L’aspect matériel a également eu un effet de bord finalement heureux sur la manière dont le vaisseau se régénère après un crash ou un impact avec un ennemi. « On a rencontré de nombreuses difficultés, mais l’une d’entre elles concernait les limites de la mémoire. À l’époque, la quantité de mémoire était déjà énorme, mais elle ne suffisait pas. Dans Gradius, lorsque vous mourez, vous êtes renvoyé quelques écrans en arrière. En réalité, ce n’était pas prévu. On chargeait les données de l’arrière-plan par blocs de trois écrans, lorsque ce transfert était interrompu par la mort du joueur, ce dernier était ainsi renvoyé trois écrans en arrière. C’était dû aux limites de mémoire, mais c’était finalement un système intéressant qui est resté, » explique Hiroyasu.
À l’instar de tous les shoot-em-up de l’époque, Gradius offre un défi relevé même si, de l’avis de Konami, le jeu n’est pas d’une difficulté sans borne. « Je pense que le succès de Gradius tient au fait que l’on ait intégré les idées de tous les membres de l’équipe, en les débattant et en y discutant. Les bornes d’arcade sont jugées selon deux critères : si le jeu offre de bons bénéfices à l’exploitant de la salle, et si les joueurs l’apprécient. Gradius était très populaire, mais il n’a pas drainé des sommes considérables. En tant que game designer, je pensais qu’il valait mieux un jeu où plus vous êtes bon, plus vous pouvez jouer longtemps. C’est vraiment ce qui nous a motivé, tout au long du développement de Gradius, » conclut Hiroyasu.

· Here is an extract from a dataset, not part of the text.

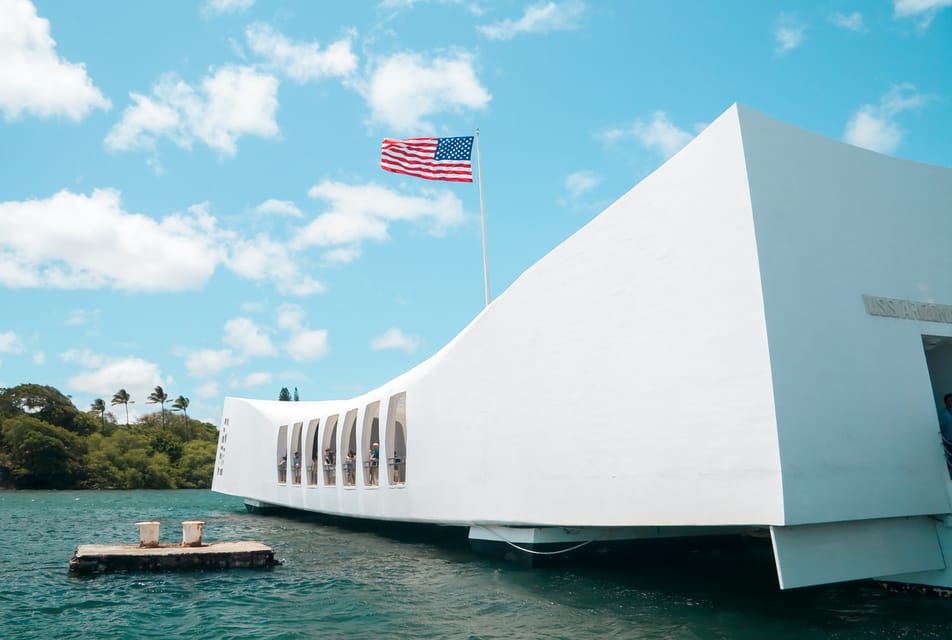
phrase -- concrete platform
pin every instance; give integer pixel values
(101, 558)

Et si vous n’étiez pas exceptionnellement doué, Konami a pensé à vous. Gradius fut en effet le tout premier titre à intégrer le Konami Code, cette succession de touches à presser pour profiter de 30 vies supplémentaires ou de bonus spéciaux ; dans le cas de Gradius, vous recevez l’ensemble des power-ups en faisant pause puis en pressant le fameux « haut, haut, bas, bas, gauche, droite, gauche, droite, B, A, start ». Le code a été inventé par Kazuhisa Hashimoto qui réalisait justement le portage du jeu sur NES, sorti le 25 avril 1986 au Japon et le 30 novembre 1988 en Europe. Jugeant la difficulté trop élevée alors qu’il devait sans cesse le recommencer pour tester son travail, il imagina ce code qui fut finalement maintenu dans la version finale. Il est depuis devenu l’un des emblèmes de l’éditeur et on le retrouve dans de nombreux autres titres, comme Contra, Life Force, Parodius ou Teenage Mutant Ninja Turtles IV: Turtles in Time, et il est pleinement inscrit dans la culture populaire.